Appeal by the defendant from a judgment of the Supreme Court, Kings County (Firetog, J.), rendered May 10, 2010, convicting him of murder in the second degree, upon a jury verdict, and imposing sentence.
Ordered that the judgment is affirmed.
The defendant's challenge to the legal sufficiency of the evidence is unpreserved for appellate review (see CPL 470.05 [2]; People v Hawkins, 11 NY3d 484, 492 [2008]). In any event, viewing the evidence in the light most favorable to the prosecution (see People v Contes, 60 NY2d 620 [1983]), we find that it was legally sufficient to establish the defendant's guilt beyond a reasonable doubt. Moreover, in fulfilling our responsibility to conduct an independent review of the weight of the evidence (see CPL 470.15 [5]; People v Danielson, 9 NY3d 342 [2007]), we nevertheless accord great deference to the jury's opportunity to view the witnesses, hear the testimony, and observe demeanor (see People v Mateo, 2 NY3d 383, 410 [2004], cert denied 542 US 946 [2004]; People v Bleakley, 69 NY2d 490, 495 [1987]). Upon reviewing the record here, we are satisfied that the verdict of guilt was not against the weight of the evidence (see People v Romero, 7 NY3d 633 [2006]).

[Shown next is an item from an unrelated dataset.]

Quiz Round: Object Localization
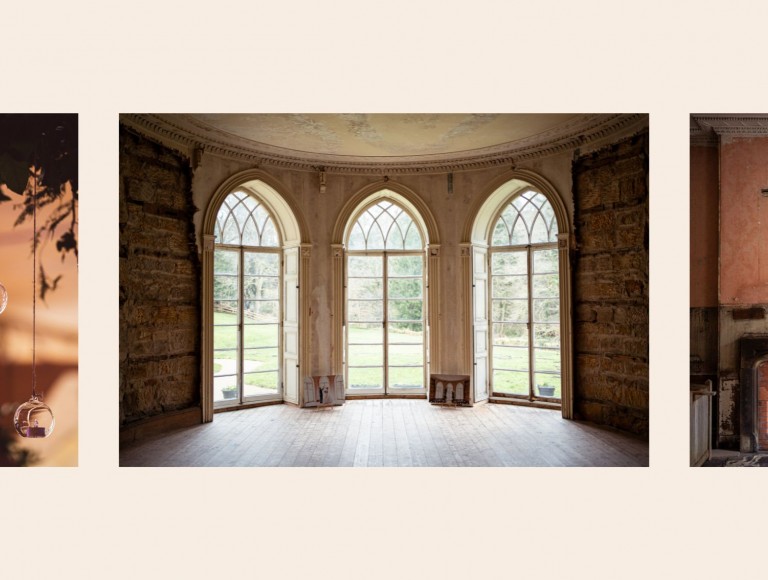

The defendant's contention, raised in his pro se supplemental brief, that the Supreme Court deprived him of a fair trial and his right to present a defense by precluding defense counsel from introducing his prior videotaped statement into evidence is unpreserved for appellate review, since the specific arguments made by the defendant on appeal were not made by defense counsel in the Supreme Court (see CPL 470.05 [2]; People v Lopez, 82 AD3d 1264 [2011]) and, in any event, is without merit (see People v Williams, 217 AD2d 713 [1995]).
The sentence imposed was not excessive (see People v Suitte, 90 AD2d 80 [1982]). Dillon, J.P., Eng, Belen and Sgroi, JJ., concur.